Neither Maven nor Lyft brands were leveraged on the OnStar platform or as part of GM’s Global Connected Consumer group, within which OnStar resides. There might have been a scenario where every GM vehicle was enabled for Lyft or Maven activation. In fact, the OnStar brand – in which GM has invested hundreds of millions of dollars over more than two decades – could have been repositioned as a mobility brand.

Such a strategy would have superseded Elon Musk’s plans to launch Tesla Network automated shared vehicles via over-the-air software update. OnStar could have begun its evolution and return to being a brand-defining service for General Motors. But, no, that didn’t happen either.

Without a plan to leverage Maven through GM’s fleet operations, its dealer operations, or as a brand builder and customer finder, Maven meandered into irrelevance and found its meaning as a cost center – a science experiment.
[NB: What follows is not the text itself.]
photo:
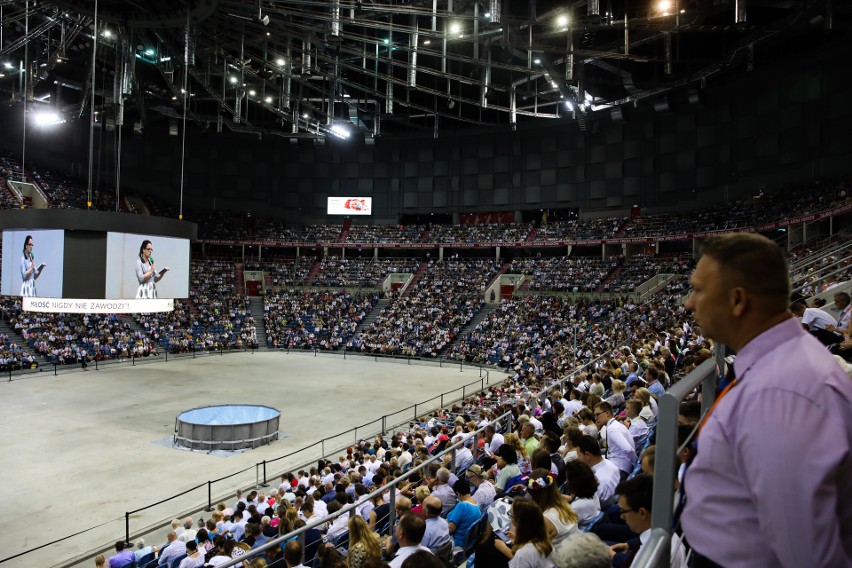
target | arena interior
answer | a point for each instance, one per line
(538, 178)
Maven couldn’t absorb large volumes of off-lease vehicles; it couldn’t pioneer new car models to be shared from splashy city center showrooms; it couldn’t redefine car sharing.
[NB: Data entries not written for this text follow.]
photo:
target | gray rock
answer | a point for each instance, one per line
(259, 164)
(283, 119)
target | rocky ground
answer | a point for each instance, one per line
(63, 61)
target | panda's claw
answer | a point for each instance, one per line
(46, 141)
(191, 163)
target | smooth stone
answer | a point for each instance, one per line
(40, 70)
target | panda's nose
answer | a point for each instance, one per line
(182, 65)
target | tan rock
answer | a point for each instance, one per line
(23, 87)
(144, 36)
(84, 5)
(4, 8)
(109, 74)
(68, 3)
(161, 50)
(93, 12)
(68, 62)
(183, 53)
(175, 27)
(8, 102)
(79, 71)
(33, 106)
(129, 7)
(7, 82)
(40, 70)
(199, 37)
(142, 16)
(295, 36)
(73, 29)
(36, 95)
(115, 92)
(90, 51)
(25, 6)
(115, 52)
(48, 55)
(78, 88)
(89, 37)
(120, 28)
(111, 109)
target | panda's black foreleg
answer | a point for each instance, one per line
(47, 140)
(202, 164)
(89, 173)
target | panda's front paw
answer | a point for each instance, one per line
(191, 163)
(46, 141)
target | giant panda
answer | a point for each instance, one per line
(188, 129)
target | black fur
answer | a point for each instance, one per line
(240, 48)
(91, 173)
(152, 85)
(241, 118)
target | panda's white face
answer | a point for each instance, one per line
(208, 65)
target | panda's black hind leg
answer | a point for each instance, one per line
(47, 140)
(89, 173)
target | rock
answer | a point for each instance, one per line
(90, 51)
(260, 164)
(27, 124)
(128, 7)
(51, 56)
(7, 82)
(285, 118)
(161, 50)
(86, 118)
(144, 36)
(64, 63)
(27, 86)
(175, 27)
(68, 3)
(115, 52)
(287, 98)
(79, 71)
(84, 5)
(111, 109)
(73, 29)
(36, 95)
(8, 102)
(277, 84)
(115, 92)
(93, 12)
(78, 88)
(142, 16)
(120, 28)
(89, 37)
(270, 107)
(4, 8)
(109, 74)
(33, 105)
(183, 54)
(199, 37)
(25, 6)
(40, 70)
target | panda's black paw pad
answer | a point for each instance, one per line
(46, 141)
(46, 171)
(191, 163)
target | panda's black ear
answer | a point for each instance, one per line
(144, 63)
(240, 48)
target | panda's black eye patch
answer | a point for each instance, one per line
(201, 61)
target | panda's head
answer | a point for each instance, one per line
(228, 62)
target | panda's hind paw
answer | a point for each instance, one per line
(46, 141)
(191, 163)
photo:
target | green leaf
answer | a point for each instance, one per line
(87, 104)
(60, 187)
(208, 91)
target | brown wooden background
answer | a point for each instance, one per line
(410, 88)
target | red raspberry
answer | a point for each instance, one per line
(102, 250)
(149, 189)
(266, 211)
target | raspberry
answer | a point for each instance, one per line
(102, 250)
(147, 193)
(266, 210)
Maven was a careful, cautious, foray into an arena dominated by local community supported car sharing operators, pure plays, and rental car companies. Rental car companies, in particular, kept the pressure on in what is a low margin marketplace.
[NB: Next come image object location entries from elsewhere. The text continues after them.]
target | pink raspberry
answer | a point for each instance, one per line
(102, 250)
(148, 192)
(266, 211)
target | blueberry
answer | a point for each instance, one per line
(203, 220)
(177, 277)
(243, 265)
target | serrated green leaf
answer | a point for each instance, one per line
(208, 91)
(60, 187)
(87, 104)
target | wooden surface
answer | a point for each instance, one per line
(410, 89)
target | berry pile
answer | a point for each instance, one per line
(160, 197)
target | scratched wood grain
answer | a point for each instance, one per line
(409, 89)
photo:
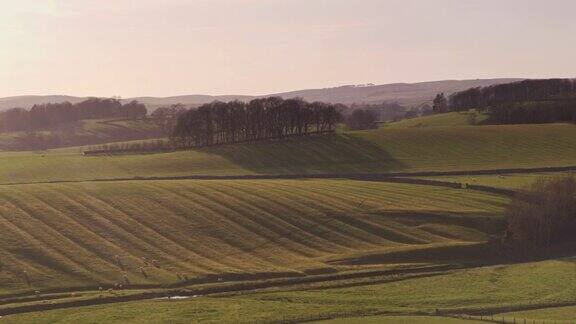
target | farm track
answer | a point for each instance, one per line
(399, 177)
(235, 288)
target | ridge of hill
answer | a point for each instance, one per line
(405, 93)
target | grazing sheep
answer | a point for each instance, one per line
(143, 271)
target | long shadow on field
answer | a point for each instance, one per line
(332, 153)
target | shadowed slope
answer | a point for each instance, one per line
(84, 234)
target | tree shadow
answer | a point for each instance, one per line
(328, 154)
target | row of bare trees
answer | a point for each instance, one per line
(236, 121)
(544, 214)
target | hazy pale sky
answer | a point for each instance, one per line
(172, 47)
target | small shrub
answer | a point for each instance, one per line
(544, 214)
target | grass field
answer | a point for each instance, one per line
(64, 233)
(554, 313)
(83, 132)
(493, 287)
(68, 235)
(506, 181)
(467, 118)
(382, 150)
Car sharing is a capital intensive business requiring millions of dollars to support wheels on the street. Add in the logistical element of cleaning, insuring, repairing, recovering, and paying for parking and parking infractions and there is precious little cash left over.

The final blow for car sharing operators lacking patience is the inability to drive volume. Yandex is one of the few operators in the world that has found the magic wand to drive customer interest in shared cars – super cheap rates. For GM, such a strategy would only stimulate the bleeding. It would also undermine the company’s primary business: selling cars.

The challenge for car companies is to aggressively promote car sharing when what they really want to do is sell cars. Car companies spend billions of dollars on advertising and incentives to sell cars. Car sharing is a hobby and it is a hobby that, should it become too successful, could threaten the primary business.

In the end, it all comes back to Tesla. Tesla has already solved this problem. Tesla Network has car sharing and ride hailing baked into its long-term plans as an inherent function built into the vehicle. Car sharing and ride hailing, when available directly from Tesla, won’t require additional hardware, a new organization or a new brand – it will simply be an extension of the Tesla value proposition.

This was the opportunity presented by Maven – to be an inherent part of all GM vehicles and an integrated part of the GM value proposition – perhaps under the OnStar brand. This is the core of the missed opportunity.

The shuttering of Maven is an ominous note to be struck within the wider GM family. GM is burning $250M/quarter at its Cruise Automation self-driving car unit in San Francisco.

GM has its own, in-house automated driving initiative in Super/Ultra Cruise. Super Cruise and Ultra Cruise Level 2 automated driving features are already being deployed on GM vehicles – with 22 models expected to be outfitted with the technology by the end of 2021. Super and Ultra Cruise are being developed with unique mapping and localization technology unlike anything Cruise Automation is working on.

GM has clearly indicated that the Cruise Automation path to market is not an aftermarket kit or fitment on mass produced, consumer-oriented vehicles – it is a full-blown robo-taxi. GM’s in-house team – at the Warren Tech Center – is already delivering a value proposition, Super Cruise, for which consumers are paying…happily.

By comparison, Cruise is looking like an expensive distraction and, like the $500M Lyft investment, a gamble. As a separate operation, like Maven, Cruise may find itself cut loose if not shut down – though Softbank, Honda, and other investors will have a say. With the termination of Maven, GM has shown, once again, it is able to cut its losses. In the time of COVID-19, though, we are starting to get close to the bone.